The chocolate ganache recipe that I used (not from Epicurus), turned out pretty good and complementary, quite similar in texture to the AC's cake (slightly pudding-y), though somehow it was not dark as I would have liked. I wonder if using dutch processed cocoa powder would make a difference?

Although the recipe was simple enough, it took me 4-5 hours to complete the whole thing. And the kitchen was like a shipwreck during the process. But I attributed that to my clumsiness and inexperience. Hopefully the next time I attempt this again, the kitchen would look calmer.

Wednesday, March 19, 2014

Revisiting the Sweet Martabak: the science of bubbles / honeycomb, a work in progress

I'm still not satisfied with my Martabak recipe. There are still many things bugging me with this dessert.

1. I got my bubbles (pinholes) using baking powder, but
a) why are so many recipes using only baking soda?
b) my bubbles (recipe using baking powder at 3x the amount of baking soda) seem rather big (pinholes) compared to those authentic martabaks

- Baking soda: apparently it can also produce bubbles (CO2) in absence of any acids, if heated to at least above 160F (NaHCO3 + heat → Na2CO3 + H2O + CO2) This is at least the science between the honeycomb candy, where the soda is added to a heated sugar & water mixture. Maybe this is the science behind the martabak recipes using baking soda. Now if this is the case, somehow I have to heat up the batter fast enough to activate the soda before the batter coagulates.
- Baking powder: I suppose this is a more full proof way of obtaining the bubbles, but how do I adjust the measurements? An aside, I noticed a lot of the Vietnamese pandan honeycomb cake recipes call for single acting baking powder, and many mistakenly think that that is equiv to baking soda + cream of tartar (fast acting acid, which activates immediately upon contact with moisture, and therefore must go to oven immediately, else you loose your bubbles).. Asian/European single acting powder like Alsa actually uses slow acting acid (Sodium acid pyrophosphate), which actually activate mostly when heated.

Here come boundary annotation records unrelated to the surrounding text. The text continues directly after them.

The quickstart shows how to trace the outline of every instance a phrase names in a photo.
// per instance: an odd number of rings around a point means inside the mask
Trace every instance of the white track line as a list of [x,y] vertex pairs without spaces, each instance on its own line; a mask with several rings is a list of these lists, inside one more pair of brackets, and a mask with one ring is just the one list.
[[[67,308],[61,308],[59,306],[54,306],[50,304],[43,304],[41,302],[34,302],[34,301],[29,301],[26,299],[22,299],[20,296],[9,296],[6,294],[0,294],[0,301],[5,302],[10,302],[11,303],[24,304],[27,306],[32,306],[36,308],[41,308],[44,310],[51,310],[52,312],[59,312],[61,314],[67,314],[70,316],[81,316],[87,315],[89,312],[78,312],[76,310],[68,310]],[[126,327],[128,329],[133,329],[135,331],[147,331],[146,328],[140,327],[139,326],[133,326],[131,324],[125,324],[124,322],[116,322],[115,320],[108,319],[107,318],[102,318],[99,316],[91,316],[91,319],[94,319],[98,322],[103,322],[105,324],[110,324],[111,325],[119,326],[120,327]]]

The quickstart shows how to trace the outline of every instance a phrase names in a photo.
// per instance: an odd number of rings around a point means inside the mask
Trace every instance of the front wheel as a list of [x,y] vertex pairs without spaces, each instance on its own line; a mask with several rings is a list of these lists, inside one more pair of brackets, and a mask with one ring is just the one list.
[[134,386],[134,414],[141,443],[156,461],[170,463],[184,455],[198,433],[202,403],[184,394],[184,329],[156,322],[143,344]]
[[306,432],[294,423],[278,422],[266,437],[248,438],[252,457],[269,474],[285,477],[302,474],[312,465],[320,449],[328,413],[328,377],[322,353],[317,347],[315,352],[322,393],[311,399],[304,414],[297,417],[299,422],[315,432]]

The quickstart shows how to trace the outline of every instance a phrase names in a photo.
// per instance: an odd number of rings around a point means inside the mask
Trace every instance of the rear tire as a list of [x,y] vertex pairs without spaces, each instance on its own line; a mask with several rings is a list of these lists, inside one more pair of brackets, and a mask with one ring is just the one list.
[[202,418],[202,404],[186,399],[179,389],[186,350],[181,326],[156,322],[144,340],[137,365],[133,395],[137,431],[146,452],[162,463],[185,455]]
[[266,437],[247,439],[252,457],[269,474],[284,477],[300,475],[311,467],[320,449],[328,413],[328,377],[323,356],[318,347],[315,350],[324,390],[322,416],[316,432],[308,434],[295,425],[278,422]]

Therefore if substituting with homemade single acting powder (baking soda +cream of tartar) you need to mix this last, right before putting batter into oven.

2. My martabak seems too soft, texture is not as springy/chewy as the authentics.
- Does the water ratio matter? ie. less means more chewy
- Does the amount of egg matter? ie. less more chewy? or more more chewy?
- Would adding tapioca flour help?
- Need to note the tradeoff with having a chewy cold martabak that doesn't soften when reheated

Wednesday, February 26, 2014

Chouquettes (Sugar Puffs)

These dainty and light sugary snack reminds me of my days in Fontainebleau, France as an MBA student there. It would be my comfort snack, that I always get from the campus bar (yes, we there was a bar in the campus building, where students we could get coffee, ice cream, sandwiches and snacks and probably alcohol too though I don't remember ^_^) in between the afternoon classes.

These chouquettes are basically mini-cream puffs (the french call it pate-a-choux) without any filling, but that are covered with lots of coarse sugar bits. When I started my attempts at baking, it was one of the first thing I though to try, after the less satisfactory batches of blueberry muffins and banana bread. To my surprise, it was not difficult to make at all! I did get lucky by getting good tips beforehand (watching youtube demonstrations was also useful), but once you get a hold of the one/two key tips, it's such a delight to make, especially for one who does not have an electric mixer and minimal baking tools such as myself! It has become so far, my favorite thing to bake!